Comment échapper à la prédominance de l’anglais ? MA D. La contrainte forte autour d’une langue étrangère unique qui est le plus souvent l’anglais n’est pas mentionnée dans les textes officiels. Pourtant, ils sont souvent interprétés dans ce sens aussi bien par la hiérarchie que par beaucoup de professeurs d’école. Les enseignants qui sortent de formation sont encore loin d’avoir les compétences et l’appétence nécessaires pour enseigner l’anglais. Au vu des pratiques actuelles, je me demande s’il n’aurait pas été plus bénéfique de faire appel aux ressources linguistiques d’une seule école ou d’un bassin d’écoles. Il me semble qu’en partant du volontariat et des ressources des enseignants, on aurait atteint a minima les mêmes résultats aujourd’hui. Si en surface, les choses semblent réglées, on constate que les choix politiques et organisationnels qui sont faits ne permettent pas d’atteindre les objectifs visés.
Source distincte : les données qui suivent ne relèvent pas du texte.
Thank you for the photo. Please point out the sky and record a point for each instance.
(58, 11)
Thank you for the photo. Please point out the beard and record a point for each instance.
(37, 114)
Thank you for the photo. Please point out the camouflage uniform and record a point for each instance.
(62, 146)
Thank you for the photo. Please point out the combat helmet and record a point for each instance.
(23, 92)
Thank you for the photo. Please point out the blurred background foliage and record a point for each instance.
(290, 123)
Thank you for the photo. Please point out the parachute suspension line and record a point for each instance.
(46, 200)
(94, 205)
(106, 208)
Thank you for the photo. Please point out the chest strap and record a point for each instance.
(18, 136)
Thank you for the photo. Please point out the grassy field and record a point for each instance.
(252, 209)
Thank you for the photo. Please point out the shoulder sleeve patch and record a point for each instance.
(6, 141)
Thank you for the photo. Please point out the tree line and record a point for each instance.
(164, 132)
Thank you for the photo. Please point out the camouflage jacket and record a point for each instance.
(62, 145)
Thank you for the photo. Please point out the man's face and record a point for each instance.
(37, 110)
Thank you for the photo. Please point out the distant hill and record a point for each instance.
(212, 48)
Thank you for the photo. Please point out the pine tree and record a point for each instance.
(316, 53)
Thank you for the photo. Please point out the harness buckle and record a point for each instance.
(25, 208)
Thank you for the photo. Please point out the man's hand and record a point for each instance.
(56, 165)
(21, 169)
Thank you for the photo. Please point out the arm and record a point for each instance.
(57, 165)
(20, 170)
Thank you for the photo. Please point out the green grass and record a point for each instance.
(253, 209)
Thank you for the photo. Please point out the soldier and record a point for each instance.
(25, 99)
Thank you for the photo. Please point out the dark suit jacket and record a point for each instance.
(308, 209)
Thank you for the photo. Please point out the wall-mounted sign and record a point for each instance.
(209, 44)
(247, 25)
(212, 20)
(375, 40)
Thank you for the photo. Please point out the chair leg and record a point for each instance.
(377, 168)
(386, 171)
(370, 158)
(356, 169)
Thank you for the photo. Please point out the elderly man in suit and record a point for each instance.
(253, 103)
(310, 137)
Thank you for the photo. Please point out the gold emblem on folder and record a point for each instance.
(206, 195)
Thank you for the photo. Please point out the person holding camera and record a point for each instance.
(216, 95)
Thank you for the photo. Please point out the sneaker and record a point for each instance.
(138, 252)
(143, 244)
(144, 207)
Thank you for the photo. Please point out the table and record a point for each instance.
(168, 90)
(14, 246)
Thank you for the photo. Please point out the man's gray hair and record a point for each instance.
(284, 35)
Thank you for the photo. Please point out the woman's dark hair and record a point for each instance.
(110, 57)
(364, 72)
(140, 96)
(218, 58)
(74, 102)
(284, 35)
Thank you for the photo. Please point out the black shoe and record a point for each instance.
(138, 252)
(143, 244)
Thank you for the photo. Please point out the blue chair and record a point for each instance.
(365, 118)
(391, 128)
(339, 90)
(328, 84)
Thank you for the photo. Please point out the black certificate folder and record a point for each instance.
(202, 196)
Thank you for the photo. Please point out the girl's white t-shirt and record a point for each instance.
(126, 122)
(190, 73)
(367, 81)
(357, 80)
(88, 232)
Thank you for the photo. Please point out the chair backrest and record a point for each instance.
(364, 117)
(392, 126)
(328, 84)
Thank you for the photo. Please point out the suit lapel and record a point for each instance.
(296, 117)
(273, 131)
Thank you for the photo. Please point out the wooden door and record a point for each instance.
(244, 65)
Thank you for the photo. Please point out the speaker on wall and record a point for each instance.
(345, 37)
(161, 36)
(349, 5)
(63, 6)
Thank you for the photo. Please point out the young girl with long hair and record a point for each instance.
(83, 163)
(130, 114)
Un parcours multilingue à l’école primaire serait une solution réaliste et sans doute aussi, voire plus, efficace.

"Il n’est pas logique que les allophones aient autant de difficultés scolaires."

Que pensez-vous de l’enseignement bi-langues en immersion ? MA D. Les expériences sont rares hormis en matière de langues régionales mais elles mériteraient d’être étendues. Le bilinguisme favorise chez les enfants le développement des possibilités cognitives en langues, y compris la langue maternelle, et pour l’ensemble des apprentissages. Développer ce système serait une bonne chose pour deux raisons : il serait profitable pour tous les enfants, quelle que soit la langue et il permettrait enfin de véritablement apprendre les langues étrangères.

Pour les primo-arrivants, le bilinguisme se révèle parfois un handicap... MA D. Le premier levier est d’amener les élèves à mieux considérer leur langue et culture d’origine. Et pour cela, il faut que leur enseignant le fasse aussi. Chacun a en lui un dispositif inné d’acquisition des langues. Il n’est pas logique que les allophones aient autant de difficultés scolaires. Les raisons peuvent être complexes mais bien souvent ces élèves sont en échec parce qu’insuffisamment accueillis et pris en compte comme des personnes porteuses d’une langue et culture importantes. Ce n’est pas un problème scolaire mais plutôt sociétal : les primo- arrivants qui arrivent des Etats- Unis connaissent rarement de problèmes. Le travail essentiel pour l’enseignant est d’ordre psycho-affectif : accepter et faire accepter les enfants avec leur différence et avec leur langue.